Bob Dreyfuss points out that Chalabi's INC has taken control of a huge archive of secret government materials from Saddam's regime. These materials give Chalabi a huge amount of leverage in the new Iraq both at home and in foreign relations because of the trove of blackmail material this must represent. Dreyfuss argues that Tenet
needs to call up Rumsfeld, tell him to halt the INC payments, then send his spooks into Makiya's documentation center and take those documents, and then publish them all. Somehow, I bet that in those papers, besides evidence of Saddam's torture teams, is some interesting stuff from Iraq's secret service on people like, oh, Ahmad Chalabi and Ayatollah Ali al-Sistani. Wanna bet?
It occurs to me that there is a genuine pressure point here. Those materials should be under the control of the CPA for two reasons.
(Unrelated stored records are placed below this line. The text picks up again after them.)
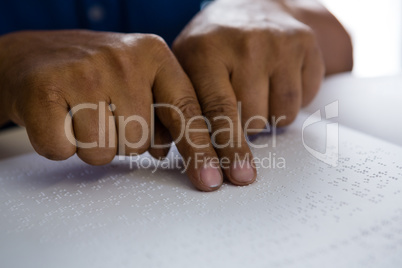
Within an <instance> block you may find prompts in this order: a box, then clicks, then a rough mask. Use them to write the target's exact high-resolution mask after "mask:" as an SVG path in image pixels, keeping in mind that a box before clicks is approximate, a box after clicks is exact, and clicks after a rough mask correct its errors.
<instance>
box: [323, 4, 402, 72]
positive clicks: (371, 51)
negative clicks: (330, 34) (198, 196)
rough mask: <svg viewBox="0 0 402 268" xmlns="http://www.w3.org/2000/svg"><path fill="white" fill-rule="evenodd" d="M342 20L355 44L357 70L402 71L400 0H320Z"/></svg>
mask: <svg viewBox="0 0 402 268" xmlns="http://www.w3.org/2000/svg"><path fill="white" fill-rule="evenodd" d="M321 2H323V3H324V4H325V5H326V6H327V7H328V8H329V10H330V11H331V12H332V13H333V14H335V16H336V17H337V18H338V19H339V20H340V21H341V22H342V23H343V25H344V26H345V27H346V29H347V30H348V31H349V33H350V34H351V36H352V39H353V44H354V57H355V67H354V71H353V72H354V74H355V75H358V76H384V75H392V74H395V73H400V72H402V71H401V70H402V1H401V0H321Z"/></svg>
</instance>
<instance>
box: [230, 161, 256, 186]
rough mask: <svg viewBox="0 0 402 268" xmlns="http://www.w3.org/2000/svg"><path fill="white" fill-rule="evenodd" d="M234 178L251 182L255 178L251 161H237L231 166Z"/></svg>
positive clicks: (233, 177)
mask: <svg viewBox="0 0 402 268" xmlns="http://www.w3.org/2000/svg"><path fill="white" fill-rule="evenodd" d="M230 175H231V177H232V179H234V180H235V181H237V182H240V183H249V182H252V181H253V180H254V177H255V174H254V170H253V167H252V166H251V164H250V163H249V162H235V163H234V164H233V165H232V167H231V168H230Z"/></svg>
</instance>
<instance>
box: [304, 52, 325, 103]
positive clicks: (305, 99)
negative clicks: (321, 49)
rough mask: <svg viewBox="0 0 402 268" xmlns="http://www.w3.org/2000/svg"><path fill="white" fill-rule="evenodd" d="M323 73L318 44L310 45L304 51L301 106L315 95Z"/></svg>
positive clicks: (311, 100)
mask: <svg viewBox="0 0 402 268" xmlns="http://www.w3.org/2000/svg"><path fill="white" fill-rule="evenodd" d="M324 75H325V65H324V60H323V58H322V55H321V51H320V49H319V47H318V45H316V46H312V47H311V48H310V50H309V51H307V53H306V56H305V60H304V64H303V67H302V85H303V98H302V106H303V107H304V106H306V105H308V104H309V103H310V102H311V101H312V100H313V98H314V97H315V95H317V92H318V90H319V89H320V86H321V82H322V80H323V78H324Z"/></svg>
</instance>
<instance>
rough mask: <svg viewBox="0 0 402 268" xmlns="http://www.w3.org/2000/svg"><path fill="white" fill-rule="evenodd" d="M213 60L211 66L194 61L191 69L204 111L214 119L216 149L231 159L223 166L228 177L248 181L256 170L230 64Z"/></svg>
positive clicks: (220, 153)
mask: <svg viewBox="0 0 402 268" xmlns="http://www.w3.org/2000/svg"><path fill="white" fill-rule="evenodd" d="M200 62H202V61H200ZM204 62H205V61H204ZM210 63H211V64H209V65H208V66H203V65H202V64H197V65H194V66H193V68H192V69H191V70H187V71H188V73H189V75H190V78H191V81H192V82H193V84H194V87H195V89H196V91H197V95H198V98H199V100H200V103H201V107H202V110H203V113H204V115H205V116H206V117H207V119H208V120H209V122H211V126H212V133H213V134H212V136H211V140H212V143H213V145H214V147H215V150H216V152H217V154H218V156H219V158H220V159H221V160H224V161H226V160H228V164H226V165H224V166H223V171H224V173H225V175H226V177H227V178H228V179H229V180H230V181H231V182H232V183H234V184H236V185H247V184H250V183H252V182H253V181H254V180H255V178H256V171H255V169H254V167H253V165H252V163H251V161H252V154H251V151H250V149H249V147H248V145H247V143H246V140H245V137H244V133H243V130H242V128H241V123H240V120H239V115H238V111H237V102H236V96H235V93H234V90H233V88H232V85H231V83H230V79H229V73H228V71H227V68H226V67H225V66H224V65H223V64H220V63H218V62H216V63H214V64H212V62H210Z"/></svg>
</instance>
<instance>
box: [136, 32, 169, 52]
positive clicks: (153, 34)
mask: <svg viewBox="0 0 402 268" xmlns="http://www.w3.org/2000/svg"><path fill="white" fill-rule="evenodd" d="M140 44H141V45H142V46H143V47H145V48H147V49H154V50H157V51H161V52H165V53H166V52H167V51H169V46H168V45H167V44H166V42H165V40H164V39H163V38H162V37H161V36H159V35H156V34H144V35H142V36H141V37H140Z"/></svg>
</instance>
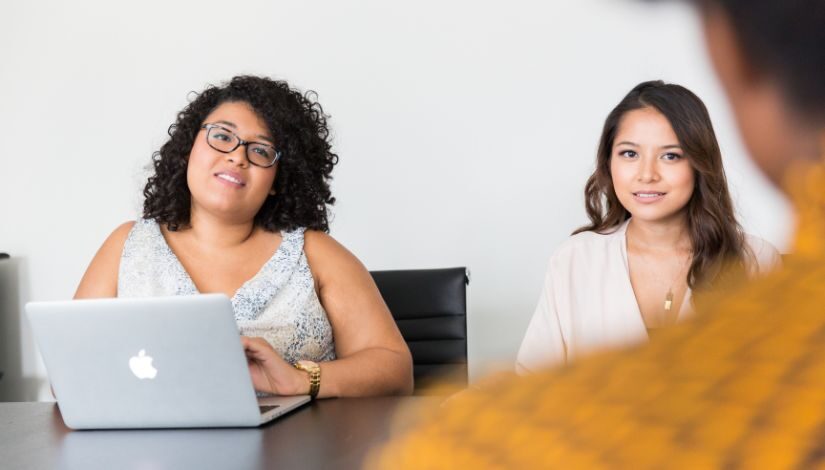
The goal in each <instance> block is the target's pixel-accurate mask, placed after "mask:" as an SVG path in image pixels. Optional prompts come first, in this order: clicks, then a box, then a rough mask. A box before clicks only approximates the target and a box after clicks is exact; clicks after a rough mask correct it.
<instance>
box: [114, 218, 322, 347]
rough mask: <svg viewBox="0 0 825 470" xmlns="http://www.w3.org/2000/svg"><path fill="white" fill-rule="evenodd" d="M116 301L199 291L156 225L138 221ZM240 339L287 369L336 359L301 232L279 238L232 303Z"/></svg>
mask: <svg viewBox="0 0 825 470" xmlns="http://www.w3.org/2000/svg"><path fill="white" fill-rule="evenodd" d="M117 292H118V297H161V296H170V295H193V294H197V293H198V290H197V288H196V287H195V283H194V282H193V281H192V278H191V277H189V274H188V273H187V272H186V270H185V269H184V267H183V265H182V264H181V263H180V261H179V260H178V258H177V256H175V254H174V253H173V252H172V249H171V248H170V247H169V245H168V244H167V243H166V239H165V238H164V237H163V234H162V233H161V231H160V227H159V226H158V224H157V222H155V221H153V220H145V219H140V220H138V221H137V222H136V223H135V225H134V227H133V228H132V230H131V232H129V237H128V238H127V239H126V244H125V245H124V247H123V254H122V255H121V258H120V271H119V274H118V285H117ZM232 307H233V309H234V310H235V321H236V322H237V324H238V329H239V330H240V332H241V334H243V335H245V336H258V337H262V338H264V339H266V340H267V341H268V342H269V344H271V345H272V347H274V348H275V350H276V351H278V353H280V355H281V357H283V358H284V359H285V360H286V361H288V362H290V363H294V362H295V361H298V360H301V359H308V360H311V361H315V362H320V361H329V360H332V359H335V345H334V342H333V339H332V327H331V326H330V324H329V320H328V318H327V313H326V311H325V310H324V307H323V306H322V305H321V302H320V300H318V296H317V295H316V293H315V283H314V281H313V278H312V273H311V272H310V270H309V264H308V263H307V259H306V255H305V254H304V229H298V230H294V231H291V232H282V241H281V244H280V246H279V247H278V250H277V251H276V252H275V254H274V255H273V256H272V258H270V259H269V261H267V262H266V264H264V266H263V267H262V268H261V270H260V271H258V273H257V274H255V276H254V277H252V279H250V280H248V281H246V283H244V284H243V285H242V286H241V287H240V289H238V291H237V292H236V293H235V295H234V296H233V297H232Z"/></svg>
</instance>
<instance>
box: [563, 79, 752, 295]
mask: <svg viewBox="0 0 825 470" xmlns="http://www.w3.org/2000/svg"><path fill="white" fill-rule="evenodd" d="M642 108H653V109H655V110H657V111H659V112H660V113H662V115H664V116H665V117H666V118H667V120H668V121H669V122H670V126H671V127H672V128H673V131H674V133H675V134H676V137H677V138H678V139H679V145H680V146H681V147H682V149H683V150H684V153H685V157H686V158H687V160H688V161H689V162H690V166H691V167H692V168H693V175H694V179H695V183H694V188H693V195H692V196H691V198H690V201H688V203H687V206H686V207H685V209H684V210H685V211H686V214H687V225H688V232H689V234H690V241H691V245H692V248H693V259H692V261H691V264H690V270H689V271H688V276H687V283H688V286H690V288H691V289H694V290H696V289H699V290H701V289H707V288H709V287H711V286H712V285H713V284H714V283H715V282H716V281H717V280H719V279H720V277H721V276H722V275H723V273H726V272H727V271H726V270H725V269H724V268H728V267H734V268H744V262H745V257H746V252H745V249H746V248H745V236H744V232H743V231H742V227H741V226H740V225H739V222H737V221H736V216H735V215H734V211H733V202H732V201H731V197H730V193H729V192H728V183H727V178H725V169H724V168H723V166H722V154H721V152H720V150H719V144H718V143H717V142H716V134H715V133H714V132H713V125H712V124H711V122H710V116H709V115H708V111H707V109H706V108H705V105H704V103H702V100H700V99H699V97H697V96H696V95H695V94H693V92H691V91H690V90H688V89H687V88H685V87H682V86H679V85H674V84H669V83H664V82H663V81H661V80H656V81H649V82H644V83H640V84H639V85H636V87H635V88H633V90H631V91H630V93H628V94H627V96H625V97H624V99H622V101H621V102H620V103H619V104H618V105H617V106H616V107H615V108H613V111H611V112H610V114H608V116H607V119H606V120H605V122H604V128H603V130H602V136H601V139H600V141H599V150H598V153H597V154H596V170H595V171H594V172H593V174H592V175H591V176H590V178H588V180H587V184H586V185H585V188H584V197H585V206H586V209H587V217H588V218H589V219H590V224H589V225H585V226H584V227H581V228H579V229H577V230H576V231H575V232H573V234H574V235H575V234H577V233H579V232H585V231H592V232H597V233H610V232H612V231H615V230H616V229H617V228H618V226H619V225H620V224H621V223H622V222H624V221H625V220H627V219H629V218H630V212H628V211H627V209H625V208H624V206H622V204H621V203H620V202H619V198H618V197H617V196H616V191H615V189H614V188H613V178H612V175H611V174H610V157H611V154H612V152H613V140H614V139H615V137H616V132H617V130H618V127H619V124H620V123H621V120H622V117H623V116H624V115H625V114H626V113H627V112H629V111H633V110H635V109H642Z"/></svg>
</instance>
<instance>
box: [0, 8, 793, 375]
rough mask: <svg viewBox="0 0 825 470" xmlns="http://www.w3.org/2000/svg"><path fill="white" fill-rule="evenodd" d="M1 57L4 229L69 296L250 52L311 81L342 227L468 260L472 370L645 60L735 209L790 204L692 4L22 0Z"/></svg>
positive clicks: (545, 247)
mask: <svg viewBox="0 0 825 470" xmlns="http://www.w3.org/2000/svg"><path fill="white" fill-rule="evenodd" d="M674 3H679V2H674ZM0 59H1V61H0V142H2V145H0V159H2V160H1V161H2V166H1V167H0V168H2V180H0V181H1V182H0V251H7V252H9V253H11V254H12V255H14V256H15V257H18V258H20V264H21V266H22V269H21V276H22V279H21V291H22V294H21V296H20V297H21V298H20V302H21V304H22V303H24V302H25V301H28V300H52V299H68V298H70V297H71V296H72V294H73V292H74V289H75V287H76V285H77V283H78V281H79V279H80V277H81V275H82V273H83V271H84V269H85V268H86V265H87V264H88V262H89V260H90V259H91V258H92V256H93V254H94V253H95V250H96V249H97V248H98V247H99V245H100V244H101V242H102V241H103V239H104V238H105V237H106V236H107V235H108V233H109V232H110V231H111V230H112V229H113V228H114V227H115V226H116V225H118V224H119V223H121V222H123V221H125V220H128V219H134V218H135V217H136V215H137V214H138V213H139V209H140V207H141V202H142V200H141V196H140V190H141V188H142V186H143V184H144V180H145V177H146V172H145V167H146V165H147V164H148V163H149V161H150V155H151V153H152V151H153V150H155V149H157V148H158V147H159V146H160V144H161V143H162V142H163V141H164V137H165V132H166V128H167V126H168V125H169V124H170V123H171V122H172V121H173V119H174V116H175V113H176V112H177V111H178V110H179V109H180V108H181V107H182V106H183V105H184V104H185V103H186V102H187V101H186V99H187V93H188V92H189V91H191V90H200V89H202V88H203V86H204V85H205V84H207V83H216V82H220V81H222V80H225V79H228V78H229V77H231V76H232V75H235V74H240V73H256V74H264V75H269V76H273V77H277V78H285V79H287V80H289V81H290V82H291V83H292V84H293V85H295V86H298V87H300V88H302V89H314V90H316V91H318V93H319V96H320V101H321V103H322V104H323V105H324V108H325V109H326V110H327V111H328V112H329V113H330V114H331V115H332V119H331V123H332V126H333V129H334V134H335V143H336V149H337V151H338V153H339V155H340V157H341V160H340V161H341V163H340V165H339V166H338V167H337V168H336V170H335V172H334V175H335V180H334V185H333V190H334V193H335V195H336V196H337V198H338V200H339V203H338V204H337V205H336V206H335V208H334V221H333V225H332V234H333V235H334V236H335V237H337V238H338V239H339V240H340V241H342V242H343V243H344V244H345V245H346V246H348V247H349V248H350V249H351V250H352V251H353V252H355V253H356V254H357V255H358V256H359V257H360V258H361V260H362V261H363V262H364V263H365V264H366V265H367V267H368V268H370V269H388V268H426V267H444V266H457V265H466V266H468V267H469V268H470V269H471V271H472V275H473V280H472V284H471V287H470V291H469V334H470V361H471V373H472V374H473V375H474V376H478V374H480V373H481V372H482V371H483V370H486V369H488V368H489V367H490V366H491V365H494V364H505V365H509V364H510V363H511V362H512V360H513V359H514V357H515V353H516V350H517V348H518V344H519V341H520V338H521V335H522V333H523V330H524V328H525V327H526V324H527V321H528V319H529V317H530V315H531V314H532V309H533V307H534V305H535V302H536V299H537V296H538V293H539V287H540V283H541V279H542V274H543V271H544V268H545V263H546V260H547V258H548V256H549V255H550V253H551V251H552V250H553V248H554V247H555V246H556V245H557V244H558V243H559V242H560V241H562V240H563V239H564V238H565V237H566V236H567V235H568V234H569V233H570V231H571V230H573V229H574V228H576V227H577V226H579V225H580V224H582V223H583V222H584V221H585V216H584V209H583V197H582V188H583V184H584V181H585V179H586V177H587V176H588V175H589V173H590V171H591V170H592V167H593V160H594V153H595V147H596V143H597V138H598V135H599V131H600V127H601V124H602V122H603V119H604V117H605V116H606V115H607V113H608V112H609V110H610V109H611V108H612V107H613V106H614V105H615V104H616V103H617V102H618V101H619V100H620V99H621V98H622V97H623V96H624V94H625V93H626V92H627V91H629V90H630V88H631V87H632V86H634V85H635V84H636V83H638V82H640V81H642V80H647V79H654V78H662V79H665V80H667V81H673V82H678V83H680V84H683V85H685V86H687V87H688V88H690V89H692V90H693V91H694V92H696V93H697V94H698V95H699V96H700V97H702V98H703V99H704V100H705V102H706V104H707V106H708V108H709V110H710V113H711V116H712V118H713V119H714V123H715V126H716V130H717V134H718V135H719V138H720V141H721V146H722V149H723V152H724V158H725V161H726V165H727V170H728V175H729V179H730V183H731V186H732V190H733V194H734V197H735V199H736V203H737V207H738V209H739V211H740V214H741V217H742V221H743V224H744V226H745V227H746V229H747V230H748V231H750V232H752V233H755V234H757V235H761V236H762V237H764V238H766V239H768V240H769V241H772V242H774V243H775V244H776V245H777V246H779V247H780V249H781V248H784V247H785V246H786V244H787V236H788V230H789V224H790V223H791V215H790V211H789V208H788V206H787V205H786V204H785V202H784V201H783V200H781V198H780V197H779V196H778V193H777V192H776V191H775V190H774V189H772V188H771V187H770V186H769V185H768V183H766V181H765V180H764V179H763V178H762V177H761V176H760V175H759V174H758V173H757V171H756V170H755V168H754V167H753V165H752V164H751V163H750V162H749V161H748V160H747V158H746V157H745V155H744V151H743V148H742V145H741V143H740V140H739V137H738V135H737V133H736V130H735V127H734V124H733V121H732V118H731V114H730V112H729V109H728V107H727V103H726V102H725V101H724V97H723V95H722V92H721V89H720V87H719V85H718V84H717V82H716V80H715V78H714V76H713V74H712V72H711V69H710V67H709V64H708V62H707V60H706V59H705V57H704V49H703V45H702V43H701V36H700V31H699V29H698V23H697V19H696V18H694V16H693V14H692V12H691V11H689V10H688V9H687V7H685V6H683V5H681V4H666V5H658V6H650V5H646V4H644V3H643V2H634V1H630V0H628V1H616V0H557V1H534V2H530V1H509V2H499V1H496V2H479V1H469V0H462V1H444V0H441V1H434V0H423V1H416V2H403V3H401V2H383V1H378V0H375V1H361V2H345V1H333V0H328V1H327V0H324V1H304V2H285V1H278V2H276V1H272V2H263V1H262V2H254V1H249V0H239V1H235V2H211V1H210V2H204V1H198V2H195V1H188V2H183V1H181V2H168V1H163V2H162V1H156V0H152V1H144V2H129V3H125V2H107V1H102V0H78V1H74V2H59V1H42V0H41V1H32V2H13V3H10V4H9V5H5V7H4V12H3V15H2V16H0ZM24 333H25V334H26V335H28V332H24ZM23 347H24V353H23V355H24V369H25V371H27V373H28V374H38V375H42V374H43V371H42V366H40V365H39V364H38V362H37V361H38V360H37V359H36V355H35V354H34V353H33V352H32V351H33V347H32V345H31V340H30V338H29V337H28V336H25V337H24V342H23Z"/></svg>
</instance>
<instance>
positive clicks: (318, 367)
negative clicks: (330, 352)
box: [293, 361, 321, 399]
We are the caretakers of Iraqi sovereignty and we are responsible for Iraqi internal security until the handover later this year.
Not only was it illegitimately to prejudge the outcome of the processes of Iraqi self-governance to deliver these materials to Chalabi's INC but I suspect that this is harming our military's ability to build it's own intelligence for countering the Iraqi insurgency, that we do not directly possess these materials at present.
Could the files collected in Saddam's time yield clues to the current insurgency? Did Saddam's secret police detail networks tribal loyalties? How many American soldiers are dying because we have not had these materials?